=Paper= {{Paper |id=Vol-1175/CLEF2009wn-ImageCLEF-KovalevEt2009 |storemode=property |title=United Institute of Informatics - Problems at CLEF 2009 Medical Image Retrieval Task |pdfUrl=https://ceur-ws.org/Vol-1175/CLEF2009wn-ImageCLEF-KovalevEt2009.pdf |volume=Vol-1175 |dblpUrl=https://dblp.org/rec/conf/clef/KovalevSDP09 }} ==United Institute of Informatics - Problems at CLEF 2009 Medical Image Retrieval Task== https://ceur-ws.org/Vol-1175/CLEF2009wn-ImageCLEF-KovalevEt2009.pdf
     United Institute Of Informatics Problems at
      CLEF2009: Medical Image Retrieval Task
              Vassili Kovalev, Igor Safonov, Alexander Dmitruk, Alexander Prus
       United Institute of Informatics Problems, Surganova st. 6, Minsk, 220012, Belarus
                   vassili.kovalev@gmail.com, igorsafonov@gmail.com
                       dmitruk@newman.bas-net.by, alex prus@tut.by


                                            Abstract


         This paper describes methods and results archived by our research group at the
     Cross Language Evaluation Forum (CLEF’2009).
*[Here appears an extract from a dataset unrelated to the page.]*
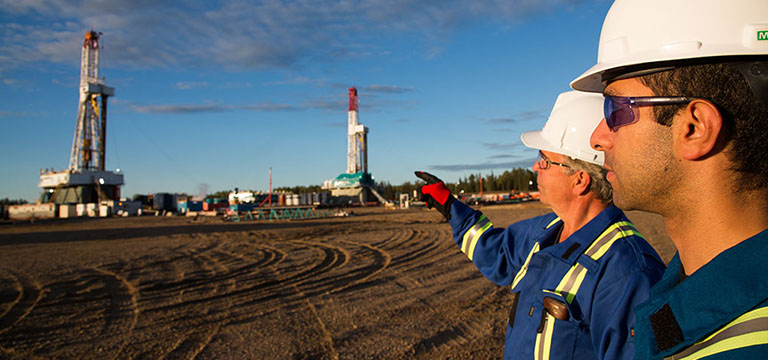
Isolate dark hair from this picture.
[639,63,768,190]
In our work we concentrated on the
     medical image retrieval task. All the attention was given to the retrieval based on nine
     visual topics only. No textual information was considered.
         Our goal was to develop and comparatively assess image descriptors for content
     based retrieval on the large medical image database. In addition to results of official
     relevance judgment, time- and computational efficiency of the algorithms has also been
     of our interest.
         An approach based on generalized co-occurrence matrices was used. The following
     elementary image characteristics have been utilized: signal intensity, absolute value of
     the intensity gradient and the angle between the gradient vectors in the pixel pairs.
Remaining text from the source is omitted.